- Born: c. 1815 Petaluma
- Died: 1890
- Known for: Last native of the ancient village of Petaluma

= Tsupu =

Coast Miwok elder

Tsupu (c. 1815–1890), also known as Wild Cucumber, Maria Chekka, and Maria Chica, was a Coast Miwok elder. She was the last native of the ancient village of Petaluma, which was east of the Petaluma River and about three and a half miles northeast of the present city of Petaluma, California. It was part of Lekatuit Nation and had around 500 residents. "Petaluma" means "sloping ridge" in the Coast Miwok language.

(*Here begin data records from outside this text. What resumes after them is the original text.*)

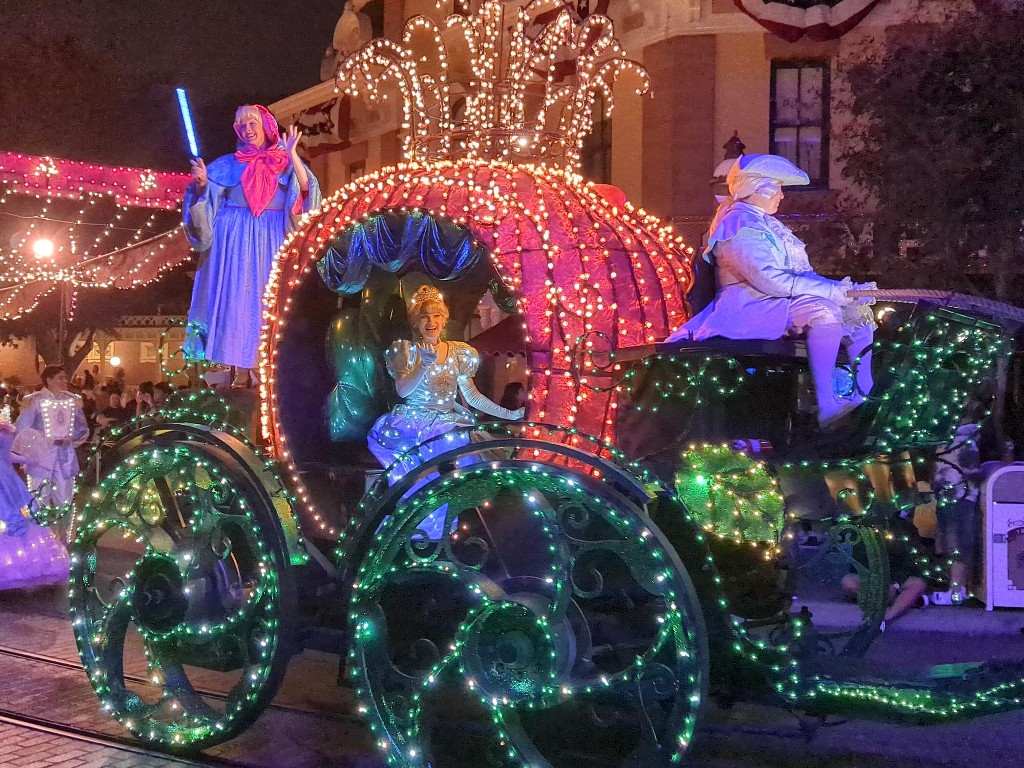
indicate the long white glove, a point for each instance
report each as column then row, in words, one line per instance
column 865, row 300
column 840, row 292
column 481, row 402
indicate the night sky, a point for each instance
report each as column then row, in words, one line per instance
column 93, row 80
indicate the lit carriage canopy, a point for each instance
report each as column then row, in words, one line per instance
column 398, row 242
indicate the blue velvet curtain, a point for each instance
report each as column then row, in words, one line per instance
column 398, row 241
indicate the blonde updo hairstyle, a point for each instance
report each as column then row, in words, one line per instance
column 427, row 299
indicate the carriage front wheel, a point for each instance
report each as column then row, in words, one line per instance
column 515, row 605
column 180, row 587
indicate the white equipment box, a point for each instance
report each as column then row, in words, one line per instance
column 1004, row 497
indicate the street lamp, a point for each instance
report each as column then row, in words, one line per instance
column 43, row 248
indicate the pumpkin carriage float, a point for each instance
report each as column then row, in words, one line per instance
column 562, row 591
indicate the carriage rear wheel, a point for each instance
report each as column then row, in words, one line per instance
column 180, row 588
column 516, row 606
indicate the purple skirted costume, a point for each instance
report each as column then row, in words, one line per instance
column 226, row 310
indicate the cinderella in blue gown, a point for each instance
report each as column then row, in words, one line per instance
column 30, row 554
column 226, row 310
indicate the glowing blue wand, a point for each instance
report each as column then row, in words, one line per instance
column 186, row 119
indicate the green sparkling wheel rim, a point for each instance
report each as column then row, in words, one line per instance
column 185, row 647
column 521, row 646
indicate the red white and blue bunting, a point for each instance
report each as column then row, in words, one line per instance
column 817, row 19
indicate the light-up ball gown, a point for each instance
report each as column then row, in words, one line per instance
column 30, row 554
column 430, row 411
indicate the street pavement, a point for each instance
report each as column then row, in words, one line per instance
column 318, row 728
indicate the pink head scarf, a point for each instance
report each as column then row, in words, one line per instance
column 263, row 164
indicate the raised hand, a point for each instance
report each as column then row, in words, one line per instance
column 291, row 138
column 427, row 352
column 199, row 172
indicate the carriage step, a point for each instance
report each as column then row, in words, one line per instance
column 325, row 639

One of Tsupu's sons later said that she was "half Petaluma, half Tomales, half Bodega." It is thought that Tsupu's father came from Petaluma and her mother came from a village in Olamentke Nation. Growing up, she was educated by her grandparents.

In 1834, Mexican General Mariano Guadalupe Vallejo established his Rancho headquarters, an adobe fort now known as Rancho Petaluma Adobe, in eastern Lekatuit territory. Tsupu and many others were enslaved as builders, molested, and tortured. Many died, as smallpox spread through the area.

Eventually, Tsupu escaped Petaluma and traveled fifty miles north to Fort Ross, where she married a man of Russian, Aleut, and Kashaya Pomo heritage named Tintic Comtechal. She spent the rest of her life around Sonoma County. While living in Bodega Bay, she became the maid and mistress of a sea captain, Steven Smith, who built the first steam-generated saw mill on the West Coast. She gave her children with Comtechal Smith's last name to protect them from slave traders, and had two more children with Smith. Shortly after Smith's death, she rejoined Comtechal.

Tsupu had six children. One of her descendants, Greg Sarris, is a novelist and the Tribal Chairman of the Federated Indians of Graton Rancheria.

The village of Péta Lúuma was abandoned once and for all after the 1838 smallpox epidemic.